Every child’s dream
As a child, I was gifted with the gift of athleticism. Athletically, I was a head and shoulders above my peers. I could do it all, and was always the best member of my team. I was a great player in football, baseball, basketball and, eventually, hockey. As a twelve-year-old, thirteen-year-old, fourteen-year old, and fifteen year old, I was the tallest player on my basketball team. Basketball is an incredible sport. I wasn’t able to sustain the pain of wind-sprints, nor was I able to make 100% of my shots. But I was the leader in rebounding and scoring under the rim. My jump shot was not great and I didn’t really practice drills much. I was eventually outgrown by people, and I was no longer among the tallest children my age. Basketball was, at least for my livelihood, out of reach. Those few years, though, were the best of my life. I had success that made me realize I could be great. I won all the 1 on1 tournaments in the county because of my height and speed. I sent my kids to the tournament, where their dads were watching them from the sidelines, coaching them like madmen (you know, the parents who demand success). After beating them so easily, they came home in tears. Some of them were best until they played me. Although I was never over 6’0, it was enough for me to shine without much practice.

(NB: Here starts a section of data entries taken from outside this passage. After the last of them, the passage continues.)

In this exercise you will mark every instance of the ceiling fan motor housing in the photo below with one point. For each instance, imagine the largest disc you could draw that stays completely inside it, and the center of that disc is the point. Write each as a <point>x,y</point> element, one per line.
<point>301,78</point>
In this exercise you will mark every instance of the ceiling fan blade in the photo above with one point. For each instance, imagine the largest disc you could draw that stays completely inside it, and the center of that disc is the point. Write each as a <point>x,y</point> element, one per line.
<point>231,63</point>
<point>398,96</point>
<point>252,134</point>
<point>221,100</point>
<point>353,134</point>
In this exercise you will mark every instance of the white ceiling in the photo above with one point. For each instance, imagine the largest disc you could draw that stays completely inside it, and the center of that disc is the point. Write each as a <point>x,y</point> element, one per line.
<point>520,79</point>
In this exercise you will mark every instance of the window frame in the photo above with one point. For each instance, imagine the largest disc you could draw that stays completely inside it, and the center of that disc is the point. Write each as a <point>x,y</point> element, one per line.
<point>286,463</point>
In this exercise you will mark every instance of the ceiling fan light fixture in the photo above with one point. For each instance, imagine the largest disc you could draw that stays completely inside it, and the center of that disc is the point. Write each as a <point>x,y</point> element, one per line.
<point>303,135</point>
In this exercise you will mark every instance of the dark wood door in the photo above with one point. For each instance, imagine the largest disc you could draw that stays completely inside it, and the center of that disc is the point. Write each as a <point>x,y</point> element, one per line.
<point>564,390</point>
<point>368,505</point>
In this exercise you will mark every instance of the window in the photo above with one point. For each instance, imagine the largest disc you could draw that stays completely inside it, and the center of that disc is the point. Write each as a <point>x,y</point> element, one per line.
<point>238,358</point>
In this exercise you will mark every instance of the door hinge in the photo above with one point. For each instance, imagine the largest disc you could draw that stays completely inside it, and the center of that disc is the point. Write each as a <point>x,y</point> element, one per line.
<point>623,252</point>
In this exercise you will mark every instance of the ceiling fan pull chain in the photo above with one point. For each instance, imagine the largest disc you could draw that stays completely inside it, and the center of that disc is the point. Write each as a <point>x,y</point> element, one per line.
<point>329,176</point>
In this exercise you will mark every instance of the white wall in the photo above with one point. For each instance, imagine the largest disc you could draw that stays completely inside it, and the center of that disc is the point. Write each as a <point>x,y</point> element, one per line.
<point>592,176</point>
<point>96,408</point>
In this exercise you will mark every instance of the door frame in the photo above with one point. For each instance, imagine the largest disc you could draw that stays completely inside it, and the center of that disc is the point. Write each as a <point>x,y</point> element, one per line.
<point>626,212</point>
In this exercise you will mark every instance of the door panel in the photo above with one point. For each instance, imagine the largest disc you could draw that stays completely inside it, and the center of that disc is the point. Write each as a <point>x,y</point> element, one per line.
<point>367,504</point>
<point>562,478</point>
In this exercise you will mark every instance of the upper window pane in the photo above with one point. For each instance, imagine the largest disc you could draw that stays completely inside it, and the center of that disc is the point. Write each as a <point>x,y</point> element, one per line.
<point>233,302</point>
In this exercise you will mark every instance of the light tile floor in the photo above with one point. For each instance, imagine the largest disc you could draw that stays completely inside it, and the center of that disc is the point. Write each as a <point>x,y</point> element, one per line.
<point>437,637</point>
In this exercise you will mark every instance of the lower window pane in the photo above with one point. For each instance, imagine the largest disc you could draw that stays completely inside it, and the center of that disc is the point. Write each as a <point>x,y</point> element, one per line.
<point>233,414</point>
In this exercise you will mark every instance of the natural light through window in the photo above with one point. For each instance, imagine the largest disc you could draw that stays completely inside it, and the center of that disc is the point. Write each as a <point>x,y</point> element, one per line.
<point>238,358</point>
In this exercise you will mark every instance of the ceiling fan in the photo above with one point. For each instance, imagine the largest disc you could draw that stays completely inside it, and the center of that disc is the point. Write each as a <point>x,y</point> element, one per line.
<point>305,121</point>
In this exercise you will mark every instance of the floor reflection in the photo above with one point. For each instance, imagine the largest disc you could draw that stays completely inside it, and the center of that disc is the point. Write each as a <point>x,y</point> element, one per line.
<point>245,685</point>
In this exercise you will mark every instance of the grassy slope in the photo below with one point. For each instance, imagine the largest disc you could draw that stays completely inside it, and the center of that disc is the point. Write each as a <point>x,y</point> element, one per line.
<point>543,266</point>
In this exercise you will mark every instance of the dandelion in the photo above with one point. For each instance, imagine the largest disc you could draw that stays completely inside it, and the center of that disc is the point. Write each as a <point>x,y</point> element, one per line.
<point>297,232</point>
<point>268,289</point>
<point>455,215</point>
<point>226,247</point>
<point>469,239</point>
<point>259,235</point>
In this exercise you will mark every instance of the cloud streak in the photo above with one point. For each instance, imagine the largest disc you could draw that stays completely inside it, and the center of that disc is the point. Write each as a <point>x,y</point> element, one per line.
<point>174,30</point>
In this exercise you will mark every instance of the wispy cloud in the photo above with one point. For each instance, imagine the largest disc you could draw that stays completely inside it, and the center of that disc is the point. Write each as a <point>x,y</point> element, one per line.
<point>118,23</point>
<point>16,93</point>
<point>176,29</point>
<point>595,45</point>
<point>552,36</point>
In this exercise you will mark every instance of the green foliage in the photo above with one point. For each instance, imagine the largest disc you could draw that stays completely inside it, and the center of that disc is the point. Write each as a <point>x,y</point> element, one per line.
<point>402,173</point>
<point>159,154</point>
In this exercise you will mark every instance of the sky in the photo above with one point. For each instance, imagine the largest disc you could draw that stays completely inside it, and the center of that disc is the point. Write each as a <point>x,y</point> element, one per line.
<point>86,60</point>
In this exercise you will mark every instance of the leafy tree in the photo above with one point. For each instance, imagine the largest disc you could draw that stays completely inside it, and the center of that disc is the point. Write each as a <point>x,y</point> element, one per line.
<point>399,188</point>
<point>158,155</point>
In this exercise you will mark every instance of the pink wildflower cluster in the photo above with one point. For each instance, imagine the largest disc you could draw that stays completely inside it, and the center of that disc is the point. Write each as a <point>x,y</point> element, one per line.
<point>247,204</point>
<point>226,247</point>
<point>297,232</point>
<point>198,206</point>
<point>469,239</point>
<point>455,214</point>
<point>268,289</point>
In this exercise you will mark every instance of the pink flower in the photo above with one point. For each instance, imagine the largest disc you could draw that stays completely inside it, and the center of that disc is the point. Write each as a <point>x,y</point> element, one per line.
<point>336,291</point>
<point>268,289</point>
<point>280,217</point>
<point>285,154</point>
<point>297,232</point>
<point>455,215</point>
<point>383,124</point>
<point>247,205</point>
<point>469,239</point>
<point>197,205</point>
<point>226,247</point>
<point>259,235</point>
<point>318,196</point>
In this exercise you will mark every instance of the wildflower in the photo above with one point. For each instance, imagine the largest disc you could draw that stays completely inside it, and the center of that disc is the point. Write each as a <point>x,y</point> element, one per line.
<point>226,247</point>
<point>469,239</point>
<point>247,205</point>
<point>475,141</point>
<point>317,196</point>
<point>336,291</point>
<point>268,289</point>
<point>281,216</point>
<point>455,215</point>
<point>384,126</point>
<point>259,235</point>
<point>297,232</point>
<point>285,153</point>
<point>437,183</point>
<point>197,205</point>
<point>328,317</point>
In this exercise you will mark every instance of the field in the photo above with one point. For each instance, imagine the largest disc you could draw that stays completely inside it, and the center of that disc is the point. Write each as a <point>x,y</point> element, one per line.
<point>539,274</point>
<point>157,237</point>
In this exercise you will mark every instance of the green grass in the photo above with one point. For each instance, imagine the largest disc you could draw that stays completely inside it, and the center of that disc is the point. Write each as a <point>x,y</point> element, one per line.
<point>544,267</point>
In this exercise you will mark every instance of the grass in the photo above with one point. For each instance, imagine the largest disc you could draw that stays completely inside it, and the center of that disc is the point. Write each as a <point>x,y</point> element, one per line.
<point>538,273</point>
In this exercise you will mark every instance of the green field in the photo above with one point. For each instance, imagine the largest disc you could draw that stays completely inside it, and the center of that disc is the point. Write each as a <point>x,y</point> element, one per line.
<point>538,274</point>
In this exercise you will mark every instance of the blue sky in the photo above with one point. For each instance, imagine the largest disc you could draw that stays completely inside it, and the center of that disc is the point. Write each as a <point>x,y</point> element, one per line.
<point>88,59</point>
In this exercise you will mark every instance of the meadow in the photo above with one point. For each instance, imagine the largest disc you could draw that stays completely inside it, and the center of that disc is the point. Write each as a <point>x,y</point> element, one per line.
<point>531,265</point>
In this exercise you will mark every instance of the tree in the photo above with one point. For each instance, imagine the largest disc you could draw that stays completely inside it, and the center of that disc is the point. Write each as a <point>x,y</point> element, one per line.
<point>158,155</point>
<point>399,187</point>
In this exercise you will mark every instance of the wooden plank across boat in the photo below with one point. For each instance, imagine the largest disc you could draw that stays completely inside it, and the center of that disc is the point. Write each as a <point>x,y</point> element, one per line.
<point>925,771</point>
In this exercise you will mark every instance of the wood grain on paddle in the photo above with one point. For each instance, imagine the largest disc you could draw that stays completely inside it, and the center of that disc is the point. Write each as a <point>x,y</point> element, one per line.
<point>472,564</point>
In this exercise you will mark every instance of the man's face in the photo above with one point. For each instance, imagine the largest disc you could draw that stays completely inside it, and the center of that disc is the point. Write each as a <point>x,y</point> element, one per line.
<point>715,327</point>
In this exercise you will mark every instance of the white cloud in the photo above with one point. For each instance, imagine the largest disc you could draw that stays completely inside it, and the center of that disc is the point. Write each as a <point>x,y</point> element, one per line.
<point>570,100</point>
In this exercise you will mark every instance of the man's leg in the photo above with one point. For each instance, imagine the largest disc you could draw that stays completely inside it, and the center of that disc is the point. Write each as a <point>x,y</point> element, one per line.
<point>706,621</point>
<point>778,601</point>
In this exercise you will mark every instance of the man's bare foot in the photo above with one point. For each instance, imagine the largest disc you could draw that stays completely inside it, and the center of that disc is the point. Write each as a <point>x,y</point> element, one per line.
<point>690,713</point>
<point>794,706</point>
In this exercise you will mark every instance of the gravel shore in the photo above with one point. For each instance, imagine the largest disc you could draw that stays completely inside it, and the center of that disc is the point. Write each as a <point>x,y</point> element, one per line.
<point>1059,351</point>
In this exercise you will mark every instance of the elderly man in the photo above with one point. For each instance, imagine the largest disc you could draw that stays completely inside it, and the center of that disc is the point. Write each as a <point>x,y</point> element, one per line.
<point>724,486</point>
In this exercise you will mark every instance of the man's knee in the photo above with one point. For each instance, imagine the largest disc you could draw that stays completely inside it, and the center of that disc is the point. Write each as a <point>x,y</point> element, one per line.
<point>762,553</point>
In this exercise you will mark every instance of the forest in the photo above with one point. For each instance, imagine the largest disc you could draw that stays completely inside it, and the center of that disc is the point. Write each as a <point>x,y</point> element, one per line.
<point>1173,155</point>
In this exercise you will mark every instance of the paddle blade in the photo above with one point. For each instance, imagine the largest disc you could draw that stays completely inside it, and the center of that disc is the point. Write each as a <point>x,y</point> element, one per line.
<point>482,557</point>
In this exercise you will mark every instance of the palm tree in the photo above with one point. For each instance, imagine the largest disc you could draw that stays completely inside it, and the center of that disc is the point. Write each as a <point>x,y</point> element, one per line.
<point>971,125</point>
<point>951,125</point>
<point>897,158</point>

You have a “heads-up” on your competition
The easiest job in any sport is if your height exceeds 7’0. If you are good enough to make it to a professional team, you will enjoy a lavish life and not have to worry about being injured. It was easy for me to see the difference when I was slightly taller that most of my fellow players in the county basketball league. If I had had the courage to continue playing instead of quitting, I would have had a great time. I was the fastest and could also throw my weight around. In my middle teens, when everyone was beating me up, I found myself easily intimidated by my insecurity about everything (another story). Even though I wasn’t insecure as a teenager, I still would be intimidated by my height (height is an amazing weapon). Although I would have to practice more if I wanted the pros to see me, I wouldn’t have needed to do anything too drastic. I think I could have done enough work to get by.
Dude! Don’t waste it!
I envy those who are taller than 6’10”, and have athletic skills. Don’t be afraid to practice if you are. Because there are few people who have good coordination, you have a great chance of reaching the top. Do not be intimidated by large men. Do not feel intimidated if you’re a Caucasian. It’s what it is. Some of my closest friends, when I played basketball regularly, were from a different race. Basketball is more so than any other sport. People who are shorter need to improve their jumping skills if they want the opportunity to play in the pros. However, as I mentioned, being a center in a pros team is a high-paying, fun, and pure creampuff job. It’s a great time to be young.